SILK's storyboarding model implies that a program can be thought of as a tree. The nodes of the tree are the different states of the program (i.e., screens) and the arcs out of each node represent the end-user actions that cause state changes. In order to fully specify a program, the designer would have to specify the entire tree. However, we do not believe this is a major drawback of our model, since storyboarding is used for illustrating key sequences in the interface, rather than for specifying an entire interface. For those that require more power, we propose several techniques elsewhere [
3] which make it easier to specify more of the screen tree.

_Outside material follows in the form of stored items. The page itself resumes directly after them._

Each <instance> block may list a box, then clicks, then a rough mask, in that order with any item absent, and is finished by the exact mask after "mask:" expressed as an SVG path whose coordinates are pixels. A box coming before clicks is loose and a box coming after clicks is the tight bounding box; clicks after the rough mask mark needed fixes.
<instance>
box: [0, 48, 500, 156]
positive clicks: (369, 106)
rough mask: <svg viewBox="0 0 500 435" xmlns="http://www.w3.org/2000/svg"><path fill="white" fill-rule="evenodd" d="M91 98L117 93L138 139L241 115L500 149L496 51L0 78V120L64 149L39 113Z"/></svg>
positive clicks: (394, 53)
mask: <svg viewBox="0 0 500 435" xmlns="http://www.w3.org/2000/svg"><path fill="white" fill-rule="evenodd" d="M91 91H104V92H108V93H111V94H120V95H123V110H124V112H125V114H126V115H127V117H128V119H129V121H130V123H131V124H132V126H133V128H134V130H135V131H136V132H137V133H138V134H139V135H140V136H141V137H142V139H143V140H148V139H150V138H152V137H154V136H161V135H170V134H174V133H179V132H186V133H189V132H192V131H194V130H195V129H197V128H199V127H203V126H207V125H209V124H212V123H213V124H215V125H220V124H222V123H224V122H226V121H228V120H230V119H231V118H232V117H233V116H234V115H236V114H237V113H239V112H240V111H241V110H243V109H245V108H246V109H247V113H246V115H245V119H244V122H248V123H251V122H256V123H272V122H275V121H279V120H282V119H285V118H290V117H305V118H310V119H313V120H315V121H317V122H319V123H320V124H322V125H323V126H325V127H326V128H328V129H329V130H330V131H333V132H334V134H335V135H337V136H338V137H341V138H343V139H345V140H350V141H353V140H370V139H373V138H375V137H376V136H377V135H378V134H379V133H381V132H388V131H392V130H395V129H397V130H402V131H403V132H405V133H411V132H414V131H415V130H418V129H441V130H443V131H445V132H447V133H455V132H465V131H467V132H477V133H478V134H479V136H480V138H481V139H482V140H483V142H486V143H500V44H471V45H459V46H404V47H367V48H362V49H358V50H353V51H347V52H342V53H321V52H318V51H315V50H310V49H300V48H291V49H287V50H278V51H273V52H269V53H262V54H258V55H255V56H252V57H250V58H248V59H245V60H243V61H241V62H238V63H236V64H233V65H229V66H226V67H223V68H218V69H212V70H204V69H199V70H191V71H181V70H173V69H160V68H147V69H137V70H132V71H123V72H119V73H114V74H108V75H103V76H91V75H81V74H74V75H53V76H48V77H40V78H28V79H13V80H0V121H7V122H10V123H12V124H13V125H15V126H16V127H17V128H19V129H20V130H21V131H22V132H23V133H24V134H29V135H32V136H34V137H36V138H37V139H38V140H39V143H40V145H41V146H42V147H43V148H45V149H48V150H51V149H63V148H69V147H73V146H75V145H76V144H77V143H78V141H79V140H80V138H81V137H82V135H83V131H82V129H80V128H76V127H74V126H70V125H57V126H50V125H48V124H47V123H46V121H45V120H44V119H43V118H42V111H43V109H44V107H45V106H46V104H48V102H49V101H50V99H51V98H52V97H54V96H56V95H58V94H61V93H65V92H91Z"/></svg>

SILK runs under Common Lisp on both UNIX workstations and the Apple Macintosh. It is implemented using the Garnet toolkit. SILK supports the recognition and operation of several widgets and the transformation of the sketch to an interface with a Motif look-and-feel. The only event the storyboarding system supports is clicking on widgets or graphical objects. Elsewhere [3] we describe how to specify timer events (for animation), double clicking, and other events. We are currently performing user testing of SILK and we plan for design students to use SILK in an interface design course to see how it performs in practice.


Designers need tools that give them the freedom to sketch rough design ideas quickly, the capability to specify transitions between screens and behavior of interface elements, the ability to test the designs by interacting with them, and the flexibility to fill in the design details as choices are made. SILK was designed with these needs in mind. Unlike paper sketches, our electronic storyboards allow end-users to interact with the sketch before it becomes a finalized interface. SILK storyboarding is a key step to a future in which much of a user interface will be illustrated, specified, and tested by a user interface designer.


  1. Boyarski, D. and Buchanan, R. Computers and communication design: Exploring the rhetoric of HCI. Interactions 1, 2 (April 1994), 24-35.

  2. Landay, J.A. and Myers, B.A. Interactive sketching for the early stages of user interface design. In Proceedings of CHI '95: Human Factors in Computing Systems, Denver, CO, May 1995, pp. 43-50.

  3. Landay, J.A. and Myers, B.A. Just draw it! Programming by sketching storyboards. Carnegie Mellon University, School of Computer Science, Technical Report CMU-CS-95-199, November 1995.

  4. Rettig, M. Prototyping for tiny fingers. Communications of the ACM 37, 4 (April 1994), 21-27.